Pada bulan November 1986, terjadi ketegangan antara Singapura dan Malaysia akibat kunjungan Presiden Israel Chaim Herzog. Malaysia memprotes kunjungan tersebut dengan memanggil pulang duta besarnya dari Singapura. Namun Singapura menyatakan bahwa mereka mempunyai hak untuk mengundang setiap kepala negara untuk berkunjung ke negaranya. Perdana Menteri Lee Kuan Yew menunda pertemuan tersebut karena reaksi dari Perdana Menteri Malaysia Mahathir Muhammad. Setelah itu Presiden Soeharto diundang untuk mengunjungi Malaysia dan kemudian melanjutkan perjalanannya ke Singapura untuk menemui Perdana Menteri Lee. Hal itu diartikan bahwa itu adalah cara Indonesia untuk menunjukkan kepemimpinannya.

4. Pertemuan ASEAN
Ketika Filipina dipimpin oleh Aquino, Filipina memerlukan dukungan dari negara-negara ASEAN sehingga pertemuan ASEAN ketiga diadakan di Manila. Presiden Soeharto datang dalam pertemuan tersebut meskipun mengabaikan rekomendasi dari para penasihatnya. Pertemuan ASEAN ketiga ini berhasil dilaksanakan pada bulan Desember 1987. Kepemimpinan Soeharto di antara para pemimpin negara ASEAN semakin kokoh sehingga Indonesia diperkenankan merancang agenda Pertemuan ASEAN keempat tahun 1992.

5. Ali Alatas: Pernyataan Politik Luar Negeri Baru.
Pada bulan Agustus 1988, dalam sebuah forum politik luar negeri di Yogyakarta, Ali Alatas mengajukan pernyaan bahwa Indonesia harus melanjutkan peran dominan, baik dalam masalah regional maupun internasional.

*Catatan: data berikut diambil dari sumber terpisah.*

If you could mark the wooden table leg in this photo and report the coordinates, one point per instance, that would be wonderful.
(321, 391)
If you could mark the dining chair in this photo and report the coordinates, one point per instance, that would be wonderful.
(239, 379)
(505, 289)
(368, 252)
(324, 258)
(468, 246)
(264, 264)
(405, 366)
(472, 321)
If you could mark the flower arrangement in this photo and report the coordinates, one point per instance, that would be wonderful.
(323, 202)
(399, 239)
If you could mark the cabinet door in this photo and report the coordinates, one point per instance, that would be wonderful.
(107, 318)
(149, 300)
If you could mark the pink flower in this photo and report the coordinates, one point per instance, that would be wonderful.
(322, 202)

6. Pertemuan Informal Jakarta (Jakarta Informal Meeting/JIM)
Indonesia memperlihatkan kepemimpinannya di bidang regional dengan berupaya membantu memecahkan masalah Kamboja. Tahun 1980 Soeharto mengunjungi Perdana Menteri Hussein Onn di Malaysia untuk mencanangkan prinsip kuantan demi mendesak Vietnam meninggalkan Kamboja. Konsekuensinya, Vietnam akan mendapatkan bantuan ekonomi. Thailand tidak setuju dengan prinsip kuantan dan mengajukan “Cocktail Party”, namun Vietnam kurang berminat dengannya sehingga usaha ini dianggap gagal. Pada tahun 1987 diadakan Pertemuan Informal Jakarta dan Vietnam berkenan untuk hadir untuk mendiskusikan masalah ini sehingga Indonesia menjadi pusat perhatian dunia Internasional.